Links are first-class citizens

Before we can do anything related to dense hypermedia, we have to solve for link rot. The median URL has a lifespan that can be measured in weeks. If you have orders of magnitude more addressable resources under management than the median, this kind of performance is a non-starter. Link rot doesn't need to happen (at least, for now, up to keeping one's domain name bill paid), but what does need to happen in order to fix it is a radical rethinking of how Web-based software is made. This system shows how to do it.

My own site, which admittedly has only been on this system since I made the latter in 2018, nevertheless still serves every URL it has ever exposed, dating back to the summer of 2008. I also use it for my client extranets, and my book project, The Nature of Software.

One ongoing criticism of the Web by Ted Nelson, who in 1960 coined the term hypertext (not to mention what it means to intertwingle), is that links only go in one direction: without extra apparatus, you can't see what links to you. Well, turns out the apparatus to display backlinks is the same apparatus as the one for eliminating link rot.

Links (and resources) have different species

The Web has three kinds of links: the conventional arc that when activating it (typically) completely replaces the representational state (both <a> and forms), what I would characterize as a "naïve embed" — images, A/V, and iframe documents — and non-printing metadata. Earlier systems had all kinds of other links besides, like stretchtext, conditional display, and proper, seamless transclusion. These of course can all be done on the Web, but the solutions are suboptimal. In particular, the embedded metadata that drives these capabilities tends to be ad-hoc and mutually incompatible, making it single-purpose for some particular UI framework or other. Many content management systems, moreover, have a concept of content type, but few systems — even sophisticated PKM systems — have a concept of link type (as in, precisely what the link means). It's the link types in conjunction with the content types that make it possible to derive how they ought to be rendered in the user interface.

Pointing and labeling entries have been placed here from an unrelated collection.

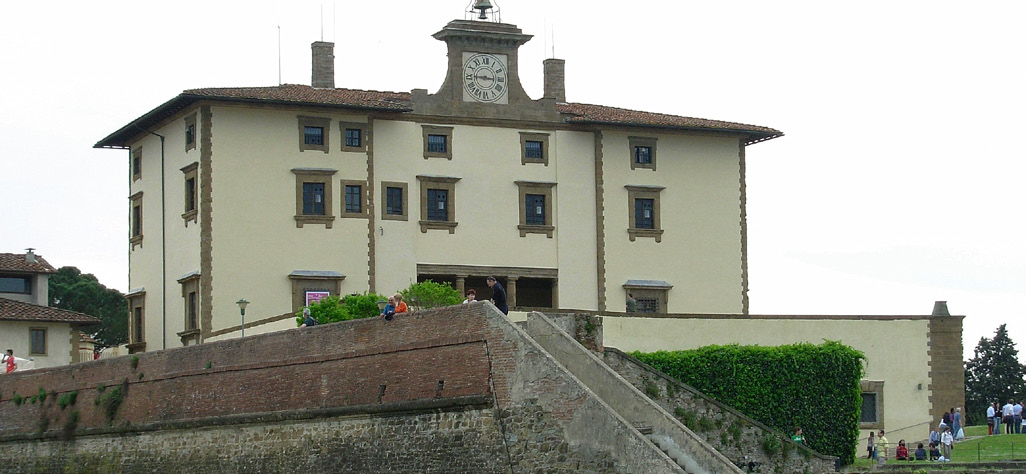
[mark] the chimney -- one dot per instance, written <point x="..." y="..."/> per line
<point x="323" y="65"/>
<point x="941" y="309"/>
<point x="555" y="85"/>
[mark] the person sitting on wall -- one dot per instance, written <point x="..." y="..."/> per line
<point x="920" y="453"/>
<point x="901" y="453"/>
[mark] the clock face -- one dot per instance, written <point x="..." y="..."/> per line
<point x="484" y="78"/>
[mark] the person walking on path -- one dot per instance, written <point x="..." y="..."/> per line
<point x="498" y="294"/>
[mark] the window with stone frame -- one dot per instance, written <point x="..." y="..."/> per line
<point x="642" y="152"/>
<point x="394" y="195"/>
<point x="191" y="193"/>
<point x="437" y="142"/>
<point x="438" y="202"/>
<point x="314" y="133"/>
<point x="537" y="203"/>
<point x="643" y="205"/>
<point x="313" y="196"/>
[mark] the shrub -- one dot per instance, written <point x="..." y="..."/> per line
<point x="430" y="294"/>
<point x="815" y="387"/>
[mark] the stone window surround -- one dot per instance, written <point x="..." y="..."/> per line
<point x="438" y="130"/>
<point x="190" y="172"/>
<point x="311" y="280"/>
<point x="32" y="331"/>
<point x="364" y="199"/>
<point x="642" y="142"/>
<point x="136" y="342"/>
<point x="191" y="121"/>
<point x="644" y="192"/>
<point x="874" y="387"/>
<point x="314" y="175"/>
<point x="135" y="163"/>
<point x="440" y="183"/>
<point x="135" y="221"/>
<point x="649" y="289"/>
<point x="363" y="127"/>
<point x="323" y="122"/>
<point x="385" y="185"/>
<point x="545" y="189"/>
<point x="534" y="136"/>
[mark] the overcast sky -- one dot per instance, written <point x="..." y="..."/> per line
<point x="896" y="185"/>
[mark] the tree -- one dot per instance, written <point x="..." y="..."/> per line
<point x="70" y="289"/>
<point x="992" y="374"/>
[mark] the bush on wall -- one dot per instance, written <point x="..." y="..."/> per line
<point x="802" y="385"/>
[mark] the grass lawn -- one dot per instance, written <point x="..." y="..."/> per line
<point x="978" y="447"/>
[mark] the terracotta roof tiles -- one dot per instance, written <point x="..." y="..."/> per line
<point x="11" y="310"/>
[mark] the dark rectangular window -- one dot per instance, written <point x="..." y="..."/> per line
<point x="643" y="213"/>
<point x="535" y="207"/>
<point x="353" y="137"/>
<point x="394" y="201"/>
<point x="190" y="194"/>
<point x="642" y="155"/>
<point x="313" y="198"/>
<point x="353" y="201"/>
<point x="436" y="144"/>
<point x="868" y="407"/>
<point x="37" y="341"/>
<point x="15" y="284"/>
<point x="533" y="149"/>
<point x="437" y="204"/>
<point x="313" y="135"/>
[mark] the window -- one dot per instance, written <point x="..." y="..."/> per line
<point x="534" y="148"/>
<point x="643" y="215"/>
<point x="872" y="404"/>
<point x="15" y="284"/>
<point x="536" y="207"/>
<point x="437" y="142"/>
<point x="135" y="237"/>
<point x="313" y="196"/>
<point x="191" y="132"/>
<point x="37" y="341"/>
<point x="642" y="152"/>
<point x="394" y="196"/>
<point x="136" y="163"/>
<point x="652" y="295"/>
<point x="437" y="202"/>
<point x="191" y="196"/>
<point x="313" y="133"/>
<point x="353" y="196"/>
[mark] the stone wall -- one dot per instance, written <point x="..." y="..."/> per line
<point x="459" y="389"/>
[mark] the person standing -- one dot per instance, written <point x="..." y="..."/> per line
<point x="9" y="359"/>
<point x="498" y="294"/>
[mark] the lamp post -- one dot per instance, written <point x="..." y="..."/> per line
<point x="242" y="309"/>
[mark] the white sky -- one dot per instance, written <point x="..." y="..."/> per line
<point x="897" y="184"/>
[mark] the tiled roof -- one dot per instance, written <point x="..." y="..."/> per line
<point x="307" y="94"/>
<point x="16" y="263"/>
<point x="11" y="310"/>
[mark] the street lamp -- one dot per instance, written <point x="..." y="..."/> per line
<point x="242" y="309"/>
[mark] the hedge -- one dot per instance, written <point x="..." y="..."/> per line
<point x="802" y="385"/>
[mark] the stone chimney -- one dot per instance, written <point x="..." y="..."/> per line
<point x="941" y="309"/>
<point x="323" y="65"/>
<point x="555" y="84"/>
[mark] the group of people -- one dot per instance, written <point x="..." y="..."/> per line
<point x="1011" y="416"/>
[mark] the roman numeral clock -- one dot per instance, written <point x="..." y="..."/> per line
<point x="485" y="78"/>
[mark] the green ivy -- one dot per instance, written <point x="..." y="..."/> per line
<point x="815" y="387"/>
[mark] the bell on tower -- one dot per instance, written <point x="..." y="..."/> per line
<point x="481" y="7"/>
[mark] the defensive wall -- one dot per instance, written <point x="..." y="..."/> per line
<point x="459" y="389"/>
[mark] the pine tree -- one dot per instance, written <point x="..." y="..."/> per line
<point x="992" y="374"/>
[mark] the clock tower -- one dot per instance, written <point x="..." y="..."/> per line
<point x="482" y="79"/>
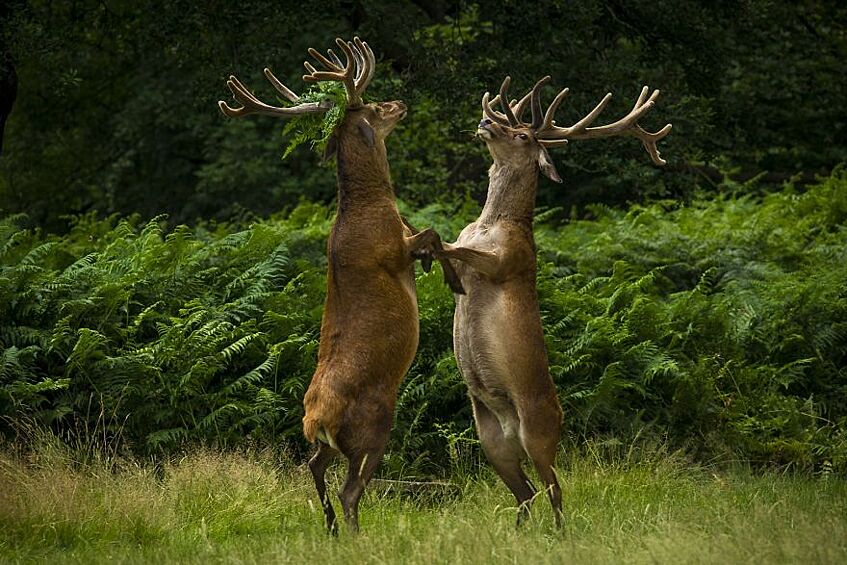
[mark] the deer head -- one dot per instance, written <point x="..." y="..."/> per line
<point x="370" y="122"/>
<point x="514" y="142"/>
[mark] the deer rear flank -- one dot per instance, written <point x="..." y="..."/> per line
<point x="369" y="330"/>
<point x="497" y="333"/>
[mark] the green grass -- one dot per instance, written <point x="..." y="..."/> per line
<point x="251" y="507"/>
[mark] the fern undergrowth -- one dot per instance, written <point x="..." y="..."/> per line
<point x="718" y="328"/>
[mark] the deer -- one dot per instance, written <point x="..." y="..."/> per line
<point x="498" y="338"/>
<point x="370" y="327"/>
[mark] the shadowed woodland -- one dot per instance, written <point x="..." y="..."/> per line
<point x="162" y="268"/>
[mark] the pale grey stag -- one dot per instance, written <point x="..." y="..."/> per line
<point x="497" y="334"/>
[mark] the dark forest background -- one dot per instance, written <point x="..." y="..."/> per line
<point x="116" y="106"/>
<point x="162" y="265"/>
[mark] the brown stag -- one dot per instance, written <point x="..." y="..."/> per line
<point x="497" y="334"/>
<point x="369" y="331"/>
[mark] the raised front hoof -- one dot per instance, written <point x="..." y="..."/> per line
<point x="425" y="257"/>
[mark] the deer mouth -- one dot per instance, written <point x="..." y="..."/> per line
<point x="483" y="130"/>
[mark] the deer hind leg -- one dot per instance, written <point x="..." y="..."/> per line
<point x="539" y="436"/>
<point x="361" y="467"/>
<point x="317" y="465"/>
<point x="505" y="454"/>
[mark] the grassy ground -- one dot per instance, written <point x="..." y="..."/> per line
<point x="251" y="508"/>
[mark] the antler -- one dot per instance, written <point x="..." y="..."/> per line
<point x="252" y="105"/>
<point x="358" y="54"/>
<point x="547" y="133"/>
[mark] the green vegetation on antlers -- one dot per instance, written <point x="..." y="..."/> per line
<point x="316" y="129"/>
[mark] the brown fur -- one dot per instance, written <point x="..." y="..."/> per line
<point x="497" y="333"/>
<point x="369" y="331"/>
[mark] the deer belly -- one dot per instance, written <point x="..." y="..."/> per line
<point x="482" y="348"/>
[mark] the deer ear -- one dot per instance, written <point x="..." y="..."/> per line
<point x="331" y="146"/>
<point x="546" y="165"/>
<point x="367" y="130"/>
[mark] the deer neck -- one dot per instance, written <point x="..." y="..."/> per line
<point x="511" y="194"/>
<point x="363" y="174"/>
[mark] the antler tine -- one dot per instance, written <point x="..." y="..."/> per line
<point x="504" y="102"/>
<point x="281" y="88"/>
<point x="335" y="58"/>
<point x="535" y="100"/>
<point x="492" y="114"/>
<point x="551" y="110"/>
<point x="369" y="64"/>
<point x="337" y="73"/>
<point x="252" y="105"/>
<point x="649" y="141"/>
<point x="550" y="135"/>
<point x="360" y="62"/>
<point x="519" y="108"/>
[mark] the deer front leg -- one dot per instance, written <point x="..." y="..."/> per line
<point x="422" y="245"/>
<point x="485" y="262"/>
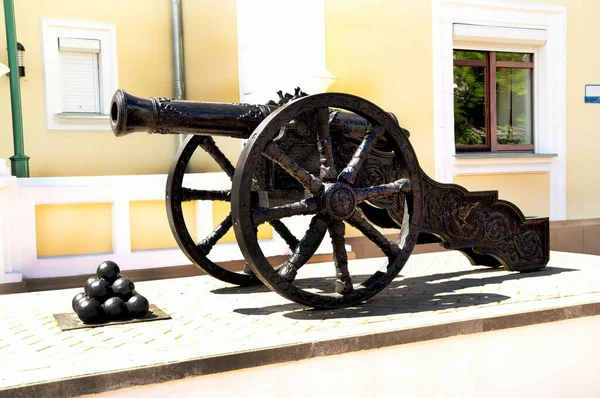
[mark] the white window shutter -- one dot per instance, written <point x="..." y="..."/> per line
<point x="79" y="75"/>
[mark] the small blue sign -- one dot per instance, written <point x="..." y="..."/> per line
<point x="592" y="93"/>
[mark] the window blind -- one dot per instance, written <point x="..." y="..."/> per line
<point x="79" y="75"/>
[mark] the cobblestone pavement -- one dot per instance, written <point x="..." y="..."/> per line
<point x="210" y="317"/>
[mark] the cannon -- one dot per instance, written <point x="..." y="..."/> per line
<point x="340" y="160"/>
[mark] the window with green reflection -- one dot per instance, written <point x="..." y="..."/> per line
<point x="493" y="101"/>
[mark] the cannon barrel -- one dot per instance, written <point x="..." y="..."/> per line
<point x="130" y="114"/>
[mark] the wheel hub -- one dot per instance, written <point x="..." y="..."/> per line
<point x="339" y="201"/>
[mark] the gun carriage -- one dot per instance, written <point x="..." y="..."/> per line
<point x="341" y="160"/>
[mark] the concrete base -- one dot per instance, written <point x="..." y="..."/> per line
<point x="532" y="361"/>
<point x="216" y="327"/>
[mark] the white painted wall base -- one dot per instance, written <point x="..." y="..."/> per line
<point x="547" y="360"/>
<point x="18" y="240"/>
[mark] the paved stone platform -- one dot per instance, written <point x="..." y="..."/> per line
<point x="217" y="327"/>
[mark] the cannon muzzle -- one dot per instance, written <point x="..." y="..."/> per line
<point x="131" y="114"/>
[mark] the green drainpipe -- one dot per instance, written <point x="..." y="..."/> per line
<point x="19" y="162"/>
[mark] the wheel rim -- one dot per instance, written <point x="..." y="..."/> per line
<point x="176" y="194"/>
<point x="335" y="199"/>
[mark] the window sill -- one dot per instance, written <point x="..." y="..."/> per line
<point x="82" y="117"/>
<point x="502" y="163"/>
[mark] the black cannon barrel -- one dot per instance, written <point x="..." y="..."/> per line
<point x="131" y="114"/>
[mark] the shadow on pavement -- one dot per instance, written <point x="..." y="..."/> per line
<point x="403" y="295"/>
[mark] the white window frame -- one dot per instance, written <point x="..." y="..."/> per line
<point x="504" y="26"/>
<point x="51" y="30"/>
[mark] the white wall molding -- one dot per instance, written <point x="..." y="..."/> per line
<point x="544" y="27"/>
<point x="502" y="165"/>
<point x="120" y="191"/>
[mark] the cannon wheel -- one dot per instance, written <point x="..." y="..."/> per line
<point x="176" y="194"/>
<point x="333" y="200"/>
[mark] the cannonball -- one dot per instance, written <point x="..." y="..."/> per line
<point x="137" y="306"/>
<point x="100" y="290"/>
<point x="75" y="301"/>
<point x="88" y="282"/>
<point x="108" y="270"/>
<point x="90" y="310"/>
<point x="115" y="308"/>
<point x="123" y="287"/>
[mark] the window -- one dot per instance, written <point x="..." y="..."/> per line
<point x="493" y="101"/>
<point x="80" y="73"/>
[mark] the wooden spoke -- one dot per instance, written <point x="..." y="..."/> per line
<point x="283" y="231"/>
<point x="328" y="172"/>
<point x="264" y="214"/>
<point x="209" y="145"/>
<point x="308" y="181"/>
<point x="189" y="194"/>
<point x="400" y="186"/>
<point x="305" y="248"/>
<point x="388" y="247"/>
<point x="343" y="283"/>
<point x="350" y="172"/>
<point x="206" y="245"/>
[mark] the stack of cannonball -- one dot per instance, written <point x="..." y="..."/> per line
<point x="109" y="296"/>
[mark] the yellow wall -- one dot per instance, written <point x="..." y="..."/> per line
<point x="381" y="50"/>
<point x="145" y="68"/>
<point x="72" y="229"/>
<point x="150" y="225"/>
<point x="530" y="192"/>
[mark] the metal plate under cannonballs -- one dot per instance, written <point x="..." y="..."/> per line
<point x="70" y="321"/>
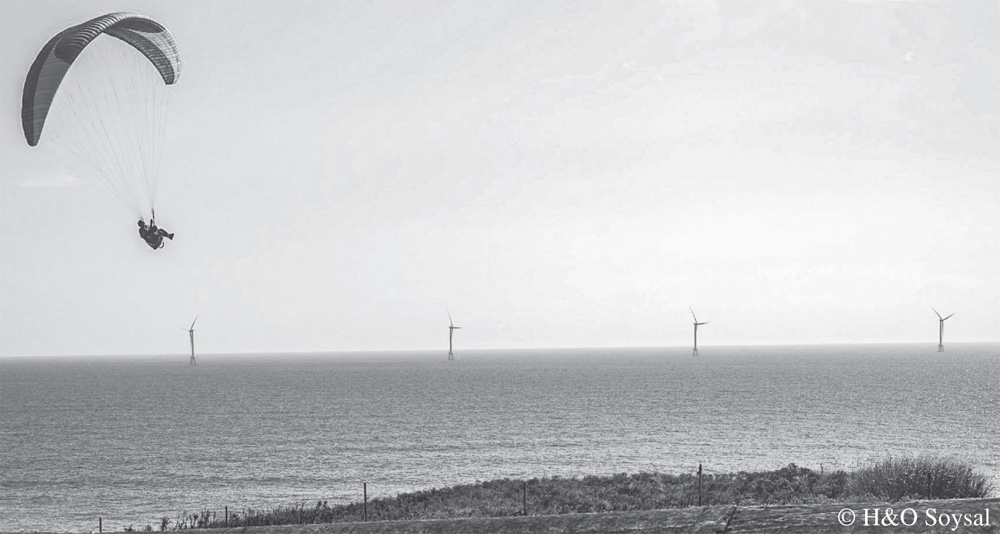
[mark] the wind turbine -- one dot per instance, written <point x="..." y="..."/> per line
<point x="940" y="329"/>
<point x="696" y="325"/>
<point x="451" y="334"/>
<point x="191" y="333"/>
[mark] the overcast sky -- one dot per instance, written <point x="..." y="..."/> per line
<point x="339" y="174"/>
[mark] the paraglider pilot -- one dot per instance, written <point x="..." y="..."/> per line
<point x="152" y="235"/>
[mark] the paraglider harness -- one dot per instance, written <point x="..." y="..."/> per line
<point x="152" y="235"/>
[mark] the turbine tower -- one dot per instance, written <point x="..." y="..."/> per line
<point x="191" y="333"/>
<point x="696" y="325"/>
<point x="940" y="329"/>
<point x="451" y="334"/>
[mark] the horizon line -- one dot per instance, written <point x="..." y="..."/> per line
<point x="499" y="349"/>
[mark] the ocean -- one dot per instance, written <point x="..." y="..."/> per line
<point x="135" y="439"/>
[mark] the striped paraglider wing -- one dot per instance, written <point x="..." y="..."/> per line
<point x="50" y="66"/>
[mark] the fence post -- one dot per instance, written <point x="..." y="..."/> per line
<point x="699" y="484"/>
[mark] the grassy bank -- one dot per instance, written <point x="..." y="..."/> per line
<point x="892" y="480"/>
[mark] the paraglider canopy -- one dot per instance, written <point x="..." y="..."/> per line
<point x="50" y="66"/>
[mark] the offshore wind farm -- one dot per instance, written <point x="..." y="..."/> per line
<point x="571" y="177"/>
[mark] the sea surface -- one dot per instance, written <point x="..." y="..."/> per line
<point x="135" y="439"/>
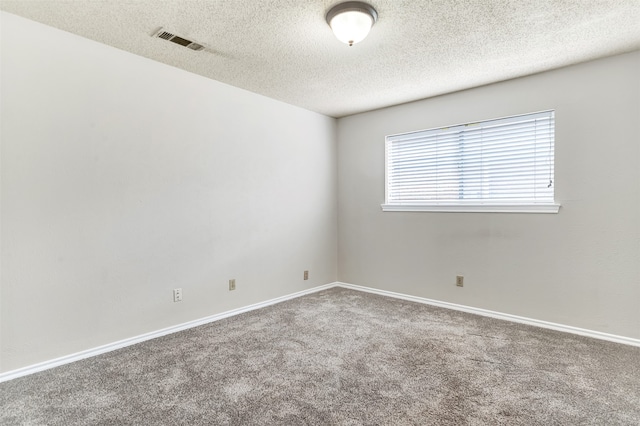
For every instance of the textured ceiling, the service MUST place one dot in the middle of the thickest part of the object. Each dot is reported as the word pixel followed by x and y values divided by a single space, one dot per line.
pixel 285 50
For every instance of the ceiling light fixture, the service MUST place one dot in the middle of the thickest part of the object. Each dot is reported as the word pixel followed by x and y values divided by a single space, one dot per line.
pixel 351 21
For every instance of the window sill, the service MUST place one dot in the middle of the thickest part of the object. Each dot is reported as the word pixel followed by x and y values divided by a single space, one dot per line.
pixel 473 208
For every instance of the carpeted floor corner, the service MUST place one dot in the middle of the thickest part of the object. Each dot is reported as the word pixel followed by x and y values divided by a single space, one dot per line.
pixel 341 357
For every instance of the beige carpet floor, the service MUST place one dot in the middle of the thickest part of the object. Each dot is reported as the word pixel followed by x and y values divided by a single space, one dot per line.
pixel 341 357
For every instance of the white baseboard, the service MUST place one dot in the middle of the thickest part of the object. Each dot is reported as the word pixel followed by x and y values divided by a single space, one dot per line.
pixel 24 371
pixel 499 315
pixel 152 335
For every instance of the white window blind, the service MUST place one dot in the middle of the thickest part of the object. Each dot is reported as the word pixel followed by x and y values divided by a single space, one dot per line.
pixel 502 165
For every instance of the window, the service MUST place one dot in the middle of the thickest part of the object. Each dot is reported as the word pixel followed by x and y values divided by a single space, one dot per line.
pixel 503 165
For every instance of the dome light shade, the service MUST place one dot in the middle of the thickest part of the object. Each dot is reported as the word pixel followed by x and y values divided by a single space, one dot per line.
pixel 351 21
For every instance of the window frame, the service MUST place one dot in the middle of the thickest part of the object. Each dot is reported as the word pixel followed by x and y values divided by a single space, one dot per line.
pixel 469 205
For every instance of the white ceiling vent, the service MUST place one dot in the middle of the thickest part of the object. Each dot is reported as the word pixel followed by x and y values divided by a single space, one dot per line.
pixel 161 33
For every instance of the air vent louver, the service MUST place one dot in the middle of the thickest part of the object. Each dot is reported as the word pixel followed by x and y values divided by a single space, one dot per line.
pixel 165 35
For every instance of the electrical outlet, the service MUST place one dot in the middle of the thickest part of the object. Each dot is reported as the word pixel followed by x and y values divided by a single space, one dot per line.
pixel 177 295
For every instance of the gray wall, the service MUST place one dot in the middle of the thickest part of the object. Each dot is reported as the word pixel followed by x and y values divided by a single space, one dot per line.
pixel 123 178
pixel 579 267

Don't copy what you can reference

One perennial problem of informational content, whether on the Web or even digital at all, is keeping it up to date. A necessary condition for keeping content up to date is ensuring that there is precisely one authoritative copy of it.

The key word here of course is authoritative. We will invariably need multiple copies for things like cache and backups, but having exactly one copy that drives all the others is absolutely indispensable.

This principle can be extended to resources which can be modeled as functions of other resources, for example the HTML that corresponds to a Markdown document, or a cropped and/or resized image. Explicitly modeling these as transformations shrinks the footprint of original content to be managed.

Finally, for content to be reusable it must be finely addressable, with durable addresses at both the document and sub-document level.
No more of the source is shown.